I see nothing wrong with that - she has earned the money and it is up to her how she spends it. She has a blasé attitude to the future (her favourite phrase is 'you can't sue a corpse') and she is happy for her sons to make their own way in life, as she did. Again, that is a reasonable attitude, and it is her choice. A is in her early 60s, and will be working at least until she is 66, because of no savings and a rented house etc. She has a tiny pension coming, as she was automatically enrolled when the workplace pension came into force - but previously her attitude was that she'd worry about that when the time came, and 'they' wouldn't let her starve.
Fast forward and the chances are that she will be in a similar financial situation, not because she has had no opportunity to save, but because she has chosen not to, (as is her right) yet if she needs care she will get it free, which is as it should be, given that there is no alternative.
A is a real person, but her (mythical) twin sister, B, who worked in the same job on the same salary, but lived more frugally, paid into the pension scheme and bought a house that she hoped would provide a nest-egg for her daughters, would have to pay for the same care, sell her house and leave them with nothing*. In the interim, A will, presumably, get pension credit and help with rent, council tax, dentistry etc, and B (if she existed) would not, as she paid into an occupational pension.
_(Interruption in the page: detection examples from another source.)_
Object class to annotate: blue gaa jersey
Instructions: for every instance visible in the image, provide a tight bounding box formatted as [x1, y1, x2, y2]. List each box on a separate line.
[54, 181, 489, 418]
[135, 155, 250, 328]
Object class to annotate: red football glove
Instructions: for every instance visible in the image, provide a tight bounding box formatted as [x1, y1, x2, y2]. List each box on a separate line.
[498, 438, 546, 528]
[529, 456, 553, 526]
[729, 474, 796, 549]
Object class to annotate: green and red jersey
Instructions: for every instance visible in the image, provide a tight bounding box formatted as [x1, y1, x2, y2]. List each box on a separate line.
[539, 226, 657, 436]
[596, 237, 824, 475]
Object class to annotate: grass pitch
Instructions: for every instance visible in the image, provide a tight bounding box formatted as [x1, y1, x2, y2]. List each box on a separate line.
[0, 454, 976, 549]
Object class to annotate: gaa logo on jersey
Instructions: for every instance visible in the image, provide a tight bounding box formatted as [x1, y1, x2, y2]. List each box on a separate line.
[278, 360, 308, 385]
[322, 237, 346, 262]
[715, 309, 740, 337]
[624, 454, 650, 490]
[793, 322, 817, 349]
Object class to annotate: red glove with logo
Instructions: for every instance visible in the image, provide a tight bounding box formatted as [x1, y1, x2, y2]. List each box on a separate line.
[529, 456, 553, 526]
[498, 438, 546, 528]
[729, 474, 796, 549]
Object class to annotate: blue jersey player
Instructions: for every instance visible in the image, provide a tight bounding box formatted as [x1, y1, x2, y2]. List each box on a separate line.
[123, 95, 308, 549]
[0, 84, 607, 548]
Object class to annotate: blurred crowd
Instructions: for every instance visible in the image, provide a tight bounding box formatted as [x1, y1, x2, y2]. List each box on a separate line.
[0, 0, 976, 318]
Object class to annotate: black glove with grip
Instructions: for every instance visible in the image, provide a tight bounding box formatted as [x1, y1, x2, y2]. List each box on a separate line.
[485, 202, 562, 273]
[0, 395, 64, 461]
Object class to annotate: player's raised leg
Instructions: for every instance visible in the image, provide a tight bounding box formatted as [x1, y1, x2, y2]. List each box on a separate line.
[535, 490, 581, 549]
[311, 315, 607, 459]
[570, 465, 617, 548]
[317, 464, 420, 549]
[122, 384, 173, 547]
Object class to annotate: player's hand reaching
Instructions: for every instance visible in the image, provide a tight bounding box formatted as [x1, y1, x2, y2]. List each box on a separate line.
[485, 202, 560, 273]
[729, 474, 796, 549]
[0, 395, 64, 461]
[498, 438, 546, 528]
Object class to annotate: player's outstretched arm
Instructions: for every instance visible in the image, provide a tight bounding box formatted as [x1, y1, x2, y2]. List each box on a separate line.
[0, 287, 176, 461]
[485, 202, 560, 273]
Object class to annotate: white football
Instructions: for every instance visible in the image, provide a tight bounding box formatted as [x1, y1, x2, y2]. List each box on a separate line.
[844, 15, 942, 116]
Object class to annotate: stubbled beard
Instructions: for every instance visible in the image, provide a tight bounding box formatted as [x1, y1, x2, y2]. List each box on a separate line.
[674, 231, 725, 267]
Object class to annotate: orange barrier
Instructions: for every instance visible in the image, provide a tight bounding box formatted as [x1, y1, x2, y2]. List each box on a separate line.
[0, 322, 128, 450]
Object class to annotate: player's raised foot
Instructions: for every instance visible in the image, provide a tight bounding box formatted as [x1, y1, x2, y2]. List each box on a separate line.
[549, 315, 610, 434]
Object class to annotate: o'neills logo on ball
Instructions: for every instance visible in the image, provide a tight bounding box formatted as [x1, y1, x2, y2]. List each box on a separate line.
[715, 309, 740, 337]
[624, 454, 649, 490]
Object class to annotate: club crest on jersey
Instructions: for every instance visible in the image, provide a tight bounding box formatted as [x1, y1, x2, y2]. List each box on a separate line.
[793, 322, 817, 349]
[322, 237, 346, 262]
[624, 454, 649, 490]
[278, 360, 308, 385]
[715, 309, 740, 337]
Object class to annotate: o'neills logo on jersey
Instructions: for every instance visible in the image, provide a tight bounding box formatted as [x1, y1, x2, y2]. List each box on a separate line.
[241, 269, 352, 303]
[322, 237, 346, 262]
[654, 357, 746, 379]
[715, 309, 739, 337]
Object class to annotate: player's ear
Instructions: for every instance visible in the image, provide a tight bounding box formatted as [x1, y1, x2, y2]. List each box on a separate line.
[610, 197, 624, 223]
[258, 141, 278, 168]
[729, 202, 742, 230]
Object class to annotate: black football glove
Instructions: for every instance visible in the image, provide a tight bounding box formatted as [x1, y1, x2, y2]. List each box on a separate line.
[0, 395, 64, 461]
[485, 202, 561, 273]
I wouldn't blame B for feeling resentful, even though A hasn't deliberately disposed of her assets, as if both needed care there is a good chance that B would be left with nothing, in the same way as if she had spent money along with her sister.
*I understand that a lot of people don't think that leaving the children anything is important, but my point is that A and B should both be able to make the decision whether to leave something behind, yet only A's choices are respected by the system. B has no right to choose what to do with her own money, and whether I personally approve more of one lifestyle or the other is not important (I am not judging) - a compulsory system should be fair.
And yes, Libman - on a discussion site it is not unreasonable for people to discuss a situation.